Dataset Description



Table of Contents


1) Overview

Drama is a genre of narrative that can be described as a series of events consisting of several main characters. These characteristics of drama make it a suitable target for video story research. We collected the dataset on a popular Korean drama Another Miss Oh, which has 18 episodes, 20.5 hours in total. DramaQA dataset consists of sequences of video frames (3 frames per second), character-centered video annotations, and QA pairs with hierarchical difficulty levels.


2) DramaQA

DramaQA.zip contains 3 json files, each denotes a split of DramaQA dataset:

Files #Data Usage
AnotherMissOhQA_train_set.json 18,465 Model training
AnotherMissOhQA_val_set.json 3,889 Hyperparmeter tuning
AnotherMissOhQA_test_set.json 4,019 Model testing

In QA files, there are questions, answers, question levels and other useful information. Each of QAs is composed of one question and five candidate answers among which only one answer is correct.
In case of question level, there are two types : Memory Capacity level and Logical Complexity level.

Each of files contains following entries:

Key Type Description
correct_idx int index of correct answer among candidates (0~4)
answers list of string list of candidate answers
que string question
shot_contained list of int a list of the first and the last shot index of the target video
(when the target video is a shot, it only contains one element.)
q_level_logic int Logical Complexity level, values are from 1 to 4
vid string video clip id: episodeName_sceneNum_shotNum
(for scene-level video vid, episodeName_sceneNum_0000 is used.)
q_level_mem int Memory Capacity level, values are from 2 to 3
qid int question id
videoType string video type: shot or scene

Here is an example of json file:

{
    "correct_idx": 3,
    "answers": ["Dokyung texted the message to mom.",
                "Dokyung texted the message to dad.",
                "Dokyung texted the message to Haeyoung1.",
                "Dokyung texted the message to sister.",
                "Dokyung texted the message to brother."],
    "que": "What did Dokyung do in his home?",
    "shot_contained": [48, 115],
    "q_level_logic": 3,
    "vid": "AnotherMissOh16_002_0000",
    "q_level_mem": 3,
    "qid": 3707,
    "videoType": "scene"
}

3) DramaCap

DramaCap.zip contains 3 json files, each denotes a split of DramaCap dataset:

Files #Data Usage
DramaCap_train.json 11,602 Model training
DramaCap_val.json 2,471 Hyperparmeter tuning
DramaCap_test.json 2,329 Model testing

Each of DramaCap files is dictionary which has vid as key and its caption as value.
There are two types of descriptions: shot-level descriptions and scene-level descriptions. In case of scene-level description, vid ends with _0000.

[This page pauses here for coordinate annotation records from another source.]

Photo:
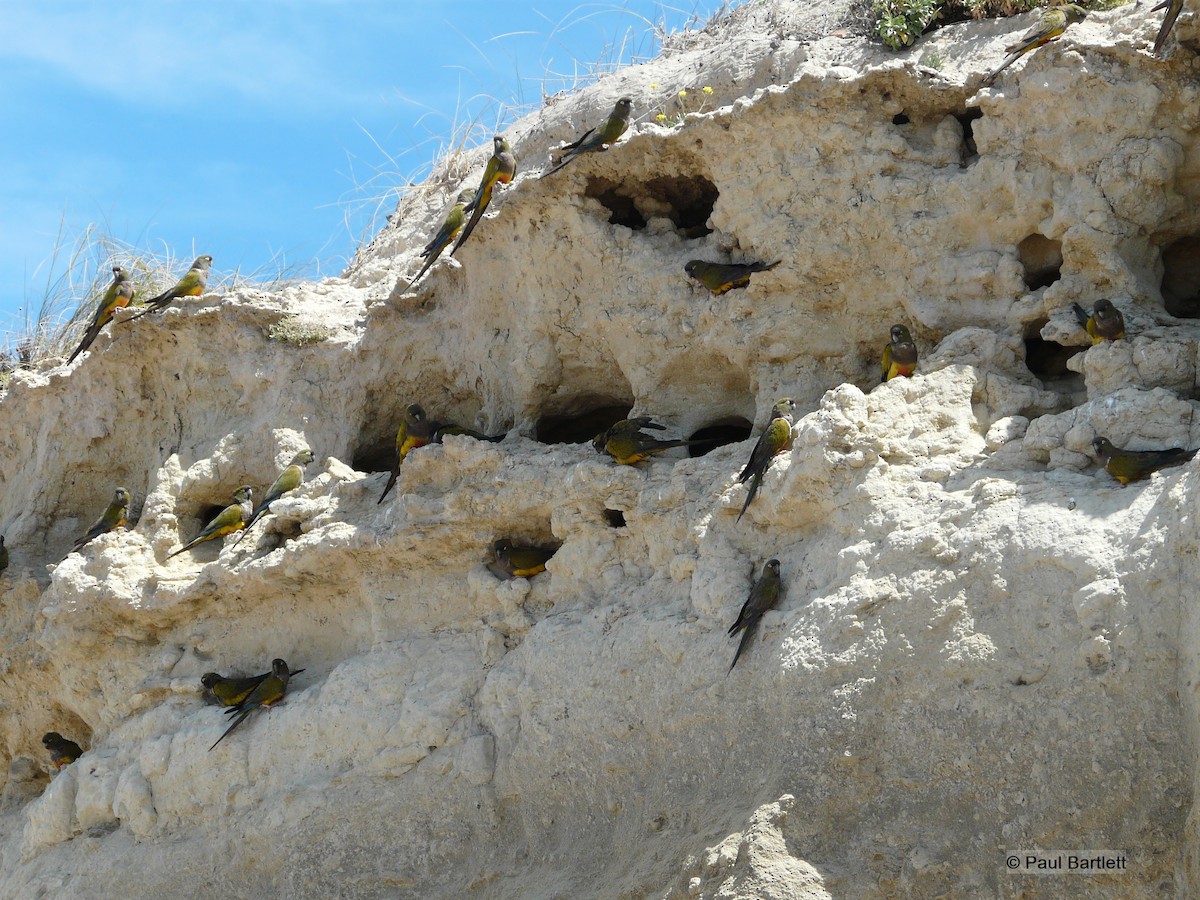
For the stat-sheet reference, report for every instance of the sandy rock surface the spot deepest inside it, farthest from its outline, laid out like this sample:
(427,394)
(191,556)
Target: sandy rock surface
(987,646)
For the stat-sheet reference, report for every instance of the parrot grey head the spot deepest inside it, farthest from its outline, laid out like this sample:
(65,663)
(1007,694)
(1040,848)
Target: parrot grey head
(784,408)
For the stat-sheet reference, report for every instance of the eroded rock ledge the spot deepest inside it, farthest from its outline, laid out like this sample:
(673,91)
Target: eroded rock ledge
(987,646)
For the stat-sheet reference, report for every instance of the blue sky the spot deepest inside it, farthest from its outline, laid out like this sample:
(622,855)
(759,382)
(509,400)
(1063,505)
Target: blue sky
(263,132)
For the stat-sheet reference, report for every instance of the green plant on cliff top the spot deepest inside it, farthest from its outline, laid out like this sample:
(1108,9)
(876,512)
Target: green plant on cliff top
(78,270)
(899,23)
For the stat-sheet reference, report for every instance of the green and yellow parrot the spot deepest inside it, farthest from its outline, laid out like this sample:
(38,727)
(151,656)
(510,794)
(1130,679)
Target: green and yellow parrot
(900,355)
(594,141)
(625,443)
(520,562)
(1104,324)
(268,691)
(720,277)
(1053,23)
(119,294)
(763,595)
(63,751)
(232,691)
(772,442)
(191,285)
(1173,12)
(113,517)
(501,169)
(1128,466)
(229,520)
(447,233)
(414,431)
(288,480)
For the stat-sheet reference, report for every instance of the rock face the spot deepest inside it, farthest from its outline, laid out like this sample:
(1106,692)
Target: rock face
(987,647)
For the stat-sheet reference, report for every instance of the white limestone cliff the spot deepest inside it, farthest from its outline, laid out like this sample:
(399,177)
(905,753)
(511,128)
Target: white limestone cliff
(987,646)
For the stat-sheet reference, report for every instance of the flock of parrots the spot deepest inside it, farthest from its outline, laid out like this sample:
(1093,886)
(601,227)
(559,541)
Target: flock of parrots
(627,442)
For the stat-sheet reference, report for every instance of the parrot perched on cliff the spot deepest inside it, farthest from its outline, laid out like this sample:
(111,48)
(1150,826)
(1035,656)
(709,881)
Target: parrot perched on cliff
(501,169)
(191,285)
(900,355)
(1128,466)
(1053,23)
(1173,12)
(232,691)
(594,141)
(113,517)
(763,595)
(229,520)
(625,443)
(1104,324)
(417,430)
(270,690)
(720,277)
(288,480)
(447,233)
(521,562)
(771,443)
(414,431)
(118,295)
(63,751)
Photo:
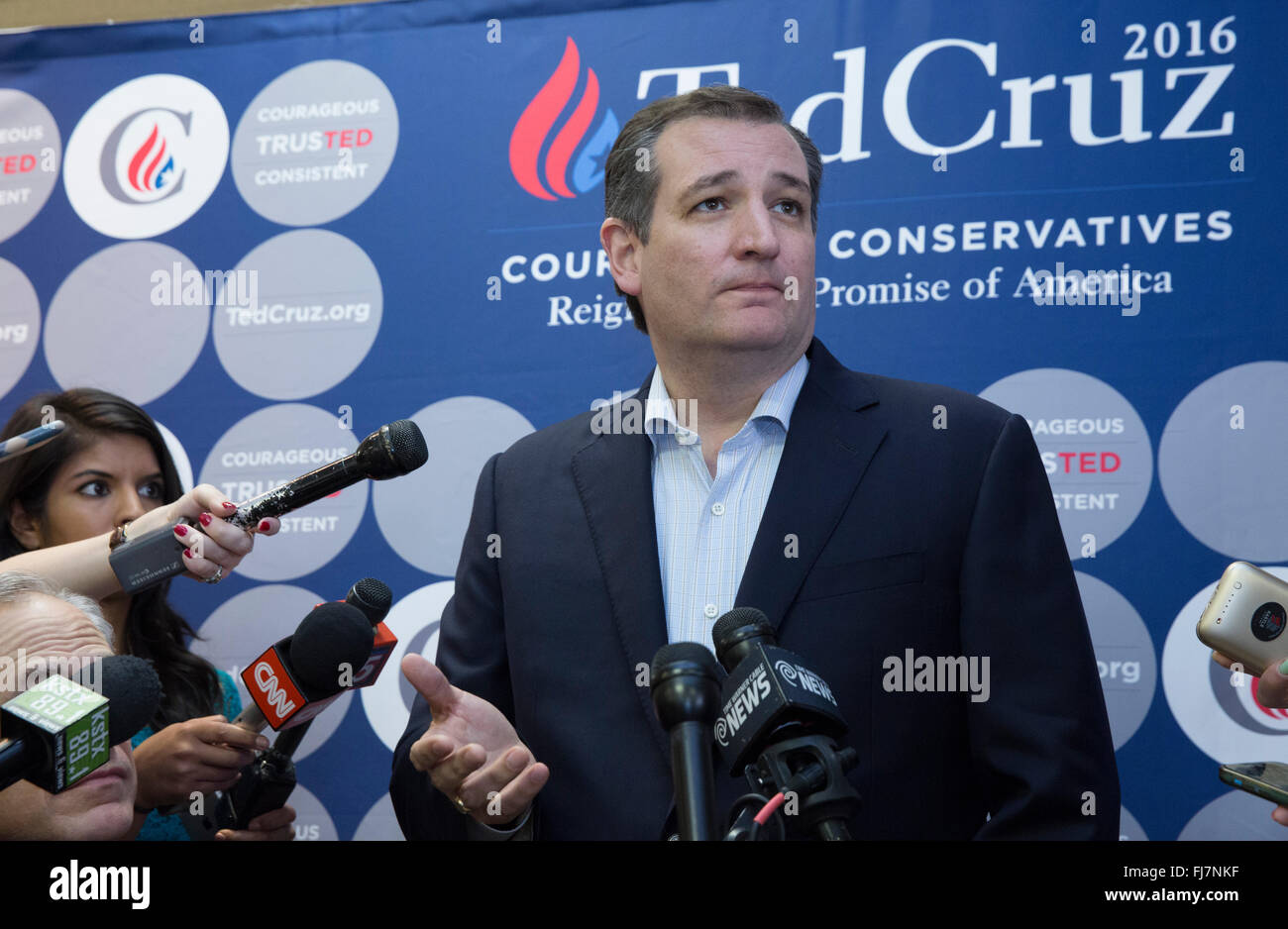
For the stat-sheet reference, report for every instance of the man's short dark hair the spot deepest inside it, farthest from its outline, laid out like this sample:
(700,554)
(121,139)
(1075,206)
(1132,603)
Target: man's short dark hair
(630,192)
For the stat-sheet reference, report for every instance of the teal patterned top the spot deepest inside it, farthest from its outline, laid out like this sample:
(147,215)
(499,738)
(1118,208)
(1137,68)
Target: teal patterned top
(159,828)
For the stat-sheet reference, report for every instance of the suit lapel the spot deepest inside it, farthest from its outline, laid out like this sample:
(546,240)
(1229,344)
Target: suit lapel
(829,444)
(614,480)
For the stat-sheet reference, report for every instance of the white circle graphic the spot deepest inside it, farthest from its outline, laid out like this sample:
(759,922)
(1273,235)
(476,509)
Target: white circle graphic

Here is an example of DramaCap file:

{
    ...
    "AnotherMissOh01_018_0000": "Heeran and Haeyoung1 are laughing. Heeran and Haeyoung1 made a bet. Haeyoung1 tried to drink an energy drink at once but Haeyoung1 failed. Haeyoung1 fell backwards from the chair.",
    "AnotherMissOh01_018_0738": "Heeran is laughing on the chair.",
    "AnotherMissOh01_018_0739": "Heeran is talking.",
    "AnotherMissOh01_018_0740": "Haeyoung1 is talking.",
    ...
}

4) Image Frames

  • AnotherMissOh_images.zip contains image frames of each video clips.
  • The image frames in a scene are saved in {episodeName/sceneNum} folder, and the image frames in a shot are saved in {episodeName/sceneNum/shotNum} folder.
    • e.g., AnotherMissOh01/002/0003 folder for 3rd shot in 2nd scene in episode 1.
  • The image frames are captured at 3 frames per second (FPS).
  • In our baseline code, each image frame is fed into Resnet-50 and transformed to features from the last layer of the network.

5) Visual Metadata

As the characters are primary components of stories, we provide rich annotations for the main characters in the drama Another Miss Oh. As visual metadata, all image frames in the video clips are annotated with main characters information. In each image frames, bounding boxes of both a face rectangle and a full-body rectangle for the main characters are annotated with their name. Along with bounding boxes, behaviors and emotions of the characters shown in the image frames are annotated. Including none behavior, total 28 behavioral verbs, such as drink, hold, cook, is used for behavior expression. Also, to give a consistent view of the main characters, all coreference of the main characters are resolved in scripts of the video clips.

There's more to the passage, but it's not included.